Doug Miller

No. 54
- Position: Linebacker

Personal information
- Born: October 29, 1969 Cheyenne, Wyoming, U.S.
- Died: July 21, 1998 (aged 28) Dotsero, Colorado, U.S.
- Height: 6 ft 3 in (1.91 m)
- Weight: 237 lb (108 kg)

Career information
- High school: Sturgis Brown (Sturgis, South Dakota)
- College: South Dakota State
- NFL draft: 1993: 7th round, 188th overall pick

Career history
- San Diego Chargers (1993–1994);

Career NFL statistics
- Games played: 23
- Stats at Pro Football Reference

= Doug Miller (American football) =

American football player (1969–1998)

Douglas Alan Miller (October 29, 1969 – July 21, 1998) was an American professional football player who was a linebacker for the San Diego Chargers of the National Football League (NFL).
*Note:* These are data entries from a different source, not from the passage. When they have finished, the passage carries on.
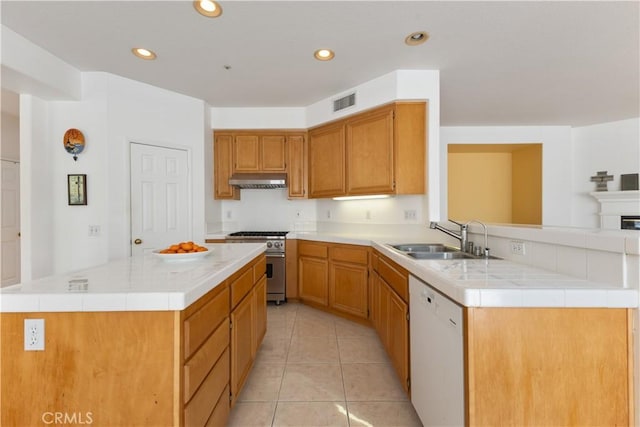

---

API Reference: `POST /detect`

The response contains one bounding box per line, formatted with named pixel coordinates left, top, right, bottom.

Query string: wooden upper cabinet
left=309, top=122, right=346, bottom=197
left=346, top=106, right=394, bottom=195
left=287, top=135, right=307, bottom=199
left=213, top=134, right=240, bottom=200
left=309, top=101, right=427, bottom=198
left=233, top=134, right=287, bottom=172
left=260, top=135, right=287, bottom=172
left=233, top=135, right=260, bottom=172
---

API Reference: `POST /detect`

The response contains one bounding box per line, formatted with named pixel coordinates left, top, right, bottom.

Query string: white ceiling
left=1, top=0, right=640, bottom=126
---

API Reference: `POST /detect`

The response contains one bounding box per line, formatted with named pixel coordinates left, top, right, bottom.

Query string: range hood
left=229, top=173, right=287, bottom=188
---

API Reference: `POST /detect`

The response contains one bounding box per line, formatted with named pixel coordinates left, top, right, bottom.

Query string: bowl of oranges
left=151, top=242, right=211, bottom=261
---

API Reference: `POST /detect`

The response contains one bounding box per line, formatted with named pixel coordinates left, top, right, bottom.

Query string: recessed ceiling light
left=193, top=0, right=222, bottom=18
left=313, top=49, right=336, bottom=61
left=131, top=47, right=156, bottom=60
left=404, top=31, right=429, bottom=46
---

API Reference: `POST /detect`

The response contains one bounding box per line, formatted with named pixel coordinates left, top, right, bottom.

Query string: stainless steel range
left=225, top=231, right=288, bottom=305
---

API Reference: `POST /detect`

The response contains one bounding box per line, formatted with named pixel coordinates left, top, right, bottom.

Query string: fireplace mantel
left=590, top=190, right=640, bottom=230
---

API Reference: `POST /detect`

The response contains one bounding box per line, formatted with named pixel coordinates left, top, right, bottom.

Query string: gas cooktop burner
left=229, top=231, right=288, bottom=239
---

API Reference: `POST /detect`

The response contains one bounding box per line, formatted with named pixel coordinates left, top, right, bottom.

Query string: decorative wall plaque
left=62, top=129, right=84, bottom=160
left=620, top=173, right=638, bottom=191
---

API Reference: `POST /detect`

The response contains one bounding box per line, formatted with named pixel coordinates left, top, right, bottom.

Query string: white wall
left=571, top=118, right=640, bottom=228
left=211, top=107, right=306, bottom=129
left=16, top=73, right=212, bottom=280
left=104, top=73, right=206, bottom=259
left=48, top=73, right=109, bottom=273
left=0, top=112, right=20, bottom=162
left=439, top=126, right=574, bottom=227
left=20, top=95, right=54, bottom=281
left=0, top=25, right=81, bottom=100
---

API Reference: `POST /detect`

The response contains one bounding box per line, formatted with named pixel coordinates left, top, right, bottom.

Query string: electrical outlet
left=510, top=240, right=525, bottom=255
left=89, top=225, right=100, bottom=237
left=404, top=209, right=417, bottom=221
left=24, top=319, right=44, bottom=351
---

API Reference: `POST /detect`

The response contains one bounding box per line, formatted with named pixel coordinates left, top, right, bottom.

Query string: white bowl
left=151, top=248, right=212, bottom=261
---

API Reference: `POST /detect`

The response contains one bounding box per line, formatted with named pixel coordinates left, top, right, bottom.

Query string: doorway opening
left=447, top=143, right=542, bottom=225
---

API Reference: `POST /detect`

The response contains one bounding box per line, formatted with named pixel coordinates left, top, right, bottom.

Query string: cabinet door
left=309, top=123, right=346, bottom=198
left=346, top=107, right=394, bottom=194
left=369, top=271, right=380, bottom=335
left=377, top=276, right=392, bottom=354
left=387, top=289, right=409, bottom=392
left=253, top=275, right=267, bottom=357
left=213, top=135, right=240, bottom=200
left=298, top=257, right=329, bottom=306
left=287, top=135, right=307, bottom=199
left=329, top=261, right=368, bottom=319
left=231, top=294, right=255, bottom=402
left=260, top=135, right=287, bottom=172
left=233, top=135, right=260, bottom=172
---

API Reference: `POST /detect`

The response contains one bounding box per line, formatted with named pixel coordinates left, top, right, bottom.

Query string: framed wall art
left=67, top=175, right=87, bottom=206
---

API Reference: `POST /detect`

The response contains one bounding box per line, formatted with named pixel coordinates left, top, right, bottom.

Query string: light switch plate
left=24, top=319, right=44, bottom=351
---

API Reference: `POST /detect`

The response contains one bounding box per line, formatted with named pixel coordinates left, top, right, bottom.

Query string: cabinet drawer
left=231, top=268, right=253, bottom=309
left=184, top=318, right=229, bottom=403
left=329, top=246, right=369, bottom=265
left=378, top=257, right=409, bottom=302
left=184, top=288, right=229, bottom=360
left=184, top=349, right=229, bottom=426
left=205, top=386, right=229, bottom=427
left=253, top=256, right=267, bottom=283
left=298, top=242, right=327, bottom=258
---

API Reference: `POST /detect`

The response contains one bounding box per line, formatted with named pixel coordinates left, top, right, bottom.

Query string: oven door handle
left=267, top=253, right=284, bottom=258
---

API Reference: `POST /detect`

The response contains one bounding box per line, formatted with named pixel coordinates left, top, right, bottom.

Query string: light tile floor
left=229, top=303, right=422, bottom=427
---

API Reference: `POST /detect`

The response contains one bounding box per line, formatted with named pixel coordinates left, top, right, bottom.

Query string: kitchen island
left=0, top=244, right=266, bottom=426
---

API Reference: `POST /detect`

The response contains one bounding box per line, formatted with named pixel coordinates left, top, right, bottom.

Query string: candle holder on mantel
left=591, top=171, right=613, bottom=191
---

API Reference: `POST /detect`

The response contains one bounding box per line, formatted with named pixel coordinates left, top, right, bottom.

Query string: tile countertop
left=287, top=233, right=638, bottom=308
left=0, top=243, right=266, bottom=313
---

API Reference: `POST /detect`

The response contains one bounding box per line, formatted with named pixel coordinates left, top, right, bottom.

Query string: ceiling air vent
left=333, top=92, right=356, bottom=113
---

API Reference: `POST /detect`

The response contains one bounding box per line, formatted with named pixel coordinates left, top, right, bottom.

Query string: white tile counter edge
left=0, top=243, right=266, bottom=313
left=287, top=233, right=638, bottom=308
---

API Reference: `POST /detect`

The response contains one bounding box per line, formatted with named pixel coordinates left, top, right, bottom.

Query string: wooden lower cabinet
left=371, top=254, right=410, bottom=393
left=229, top=255, right=267, bottom=407
left=298, top=255, right=329, bottom=307
left=231, top=288, right=255, bottom=404
left=386, top=289, right=410, bottom=393
left=252, top=275, right=267, bottom=357
left=465, top=308, right=634, bottom=426
left=329, top=261, right=369, bottom=319
left=298, top=240, right=369, bottom=319
left=0, top=255, right=266, bottom=427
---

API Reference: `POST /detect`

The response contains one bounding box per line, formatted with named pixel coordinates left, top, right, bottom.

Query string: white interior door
left=131, top=143, right=191, bottom=255
left=0, top=160, right=20, bottom=286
He played college football for the South Dakota State Jackrabbits and was selected by the Chargers in the seventh round of the 1993 NFL draft with the 188th overall pick. Miller played in 23 games for San Diego from 1993 to 1994.

Miller died in 1998 after being struck by lightning twice in Colorado. He was there to participate in a charity golf tournament and to go camping with a friend.